Gen Zers, people aged roughly 14 to 29 in 2026, are among the least wealthy working-age Americans. According to data gathered by Empower, the average net worth for Americans in their 20s is $139,243. While that age group doesn't represent all of Gen Z, everyone in their 20s in 2026 is a Gen Zer, so possessing wealth exceeding that figure would mean you're better off financially than at least a sizable portion of the generation.

The glaring problem with such maths, however, is that the average combined wealth doesn't truly represent what the typical individual Gen Z member actually has. The median net worth of 2026 Gen Zers in their 20s is only $6,600, and because medians mark the midpoint of a data set, it's less distorted by ultra-wealthy outliers than averages. That figure is about 31 times lower than what you need to be wealthier than the average baby boomer, but is still more than what most of Gen Z has in assets.

While a minority in 2026, it's also worth considering the teenagers among Gen Z. Bureau of Labor Statistics (BLS) data shows that Gen Z teens earn much less than their older counterparts, and another BLS analysis shows that only about 30% of people aged 16 to 19 are employed as of April 2026. With such restricted incomes, growing net worth could be especially difficult for Gen Z's younger members. This limitation, combined with the cost-of-living and debt pressures faced by Gen Z as a whole, could potentially bring both those average and median figures even lower.

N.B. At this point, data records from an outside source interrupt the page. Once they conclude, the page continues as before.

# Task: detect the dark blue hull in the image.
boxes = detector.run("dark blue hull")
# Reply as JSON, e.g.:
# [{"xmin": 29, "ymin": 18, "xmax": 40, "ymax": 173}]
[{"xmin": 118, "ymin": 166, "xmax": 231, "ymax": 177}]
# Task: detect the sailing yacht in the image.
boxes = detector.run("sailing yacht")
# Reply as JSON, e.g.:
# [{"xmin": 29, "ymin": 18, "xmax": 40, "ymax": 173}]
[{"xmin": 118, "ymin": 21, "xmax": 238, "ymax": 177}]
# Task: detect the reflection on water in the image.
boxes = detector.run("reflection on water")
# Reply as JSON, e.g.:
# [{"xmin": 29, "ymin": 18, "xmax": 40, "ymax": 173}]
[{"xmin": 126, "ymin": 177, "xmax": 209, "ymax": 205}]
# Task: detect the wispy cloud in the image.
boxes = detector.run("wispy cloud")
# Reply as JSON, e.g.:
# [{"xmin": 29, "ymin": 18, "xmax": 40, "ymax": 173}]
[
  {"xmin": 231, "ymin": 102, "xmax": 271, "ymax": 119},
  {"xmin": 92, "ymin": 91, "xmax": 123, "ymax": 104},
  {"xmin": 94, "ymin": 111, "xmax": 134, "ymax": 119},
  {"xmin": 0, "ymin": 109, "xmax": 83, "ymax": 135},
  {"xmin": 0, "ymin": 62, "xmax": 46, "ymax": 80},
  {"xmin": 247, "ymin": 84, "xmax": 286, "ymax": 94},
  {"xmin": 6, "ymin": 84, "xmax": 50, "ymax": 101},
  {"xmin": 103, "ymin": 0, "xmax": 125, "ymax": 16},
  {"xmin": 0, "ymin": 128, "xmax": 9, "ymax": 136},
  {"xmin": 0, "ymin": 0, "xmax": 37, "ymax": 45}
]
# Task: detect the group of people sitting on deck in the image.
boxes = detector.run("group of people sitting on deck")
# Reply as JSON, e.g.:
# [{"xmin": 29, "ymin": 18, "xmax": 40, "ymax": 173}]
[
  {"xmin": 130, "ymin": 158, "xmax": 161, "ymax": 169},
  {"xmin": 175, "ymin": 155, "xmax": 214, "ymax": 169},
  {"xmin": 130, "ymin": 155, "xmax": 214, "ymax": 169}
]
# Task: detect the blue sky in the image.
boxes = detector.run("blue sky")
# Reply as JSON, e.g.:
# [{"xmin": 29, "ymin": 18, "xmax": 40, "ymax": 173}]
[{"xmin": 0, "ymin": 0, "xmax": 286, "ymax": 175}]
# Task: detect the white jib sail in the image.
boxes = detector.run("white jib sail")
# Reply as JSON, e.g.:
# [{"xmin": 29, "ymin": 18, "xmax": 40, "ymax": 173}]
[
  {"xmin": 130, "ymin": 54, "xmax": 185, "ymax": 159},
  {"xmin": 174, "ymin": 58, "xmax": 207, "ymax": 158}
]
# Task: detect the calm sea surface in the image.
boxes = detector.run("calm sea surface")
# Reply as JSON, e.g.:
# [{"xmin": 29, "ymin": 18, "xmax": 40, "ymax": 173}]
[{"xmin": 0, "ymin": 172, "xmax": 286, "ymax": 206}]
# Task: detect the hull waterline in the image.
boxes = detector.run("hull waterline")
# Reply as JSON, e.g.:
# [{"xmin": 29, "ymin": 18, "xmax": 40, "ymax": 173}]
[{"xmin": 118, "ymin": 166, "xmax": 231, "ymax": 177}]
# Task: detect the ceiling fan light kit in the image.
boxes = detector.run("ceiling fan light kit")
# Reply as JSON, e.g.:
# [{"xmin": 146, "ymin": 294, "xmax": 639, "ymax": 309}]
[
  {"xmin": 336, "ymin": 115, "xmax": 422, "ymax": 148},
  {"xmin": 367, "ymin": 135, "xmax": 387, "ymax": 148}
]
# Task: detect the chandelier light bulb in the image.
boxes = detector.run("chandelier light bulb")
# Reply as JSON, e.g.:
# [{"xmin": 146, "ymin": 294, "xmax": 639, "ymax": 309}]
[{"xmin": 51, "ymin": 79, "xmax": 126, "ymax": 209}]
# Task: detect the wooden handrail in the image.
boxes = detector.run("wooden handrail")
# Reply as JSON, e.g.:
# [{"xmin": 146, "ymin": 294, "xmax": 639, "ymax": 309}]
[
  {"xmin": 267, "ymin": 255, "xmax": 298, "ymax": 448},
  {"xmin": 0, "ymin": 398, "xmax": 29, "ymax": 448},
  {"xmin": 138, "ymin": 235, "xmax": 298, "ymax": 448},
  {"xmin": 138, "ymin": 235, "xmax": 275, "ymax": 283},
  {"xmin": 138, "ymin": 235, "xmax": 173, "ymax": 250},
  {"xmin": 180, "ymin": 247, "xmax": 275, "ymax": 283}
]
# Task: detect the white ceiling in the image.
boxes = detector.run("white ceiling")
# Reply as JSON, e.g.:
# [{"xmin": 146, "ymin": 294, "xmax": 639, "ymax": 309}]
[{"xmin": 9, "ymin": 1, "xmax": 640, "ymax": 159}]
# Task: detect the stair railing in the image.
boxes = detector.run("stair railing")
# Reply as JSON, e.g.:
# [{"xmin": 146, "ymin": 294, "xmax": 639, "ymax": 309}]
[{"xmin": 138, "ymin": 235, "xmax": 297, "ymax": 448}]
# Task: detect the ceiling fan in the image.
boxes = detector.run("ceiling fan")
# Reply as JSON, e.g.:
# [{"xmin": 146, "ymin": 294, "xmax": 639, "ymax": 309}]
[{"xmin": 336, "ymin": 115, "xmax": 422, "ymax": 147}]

Understanding why Gen Z's wealth is where it is

Empire's report suggests that Gen Z's wealth is fairly low in comparison to older generations, and part of the reason for that is that its members are either recently independent or still dependent. Many Gen Zers are still in school or working early-career jobs, and BLS wage data shows full-time workers ages 20 to 24 earn about 42% less than full-time workers ages 35 to 44. At the same time, many Gen Zers also have to pay for rent, first cars, student loans, and entry-level wages. Meanwhile, any savings they may have set aside have had far less time to compound than those of older generations.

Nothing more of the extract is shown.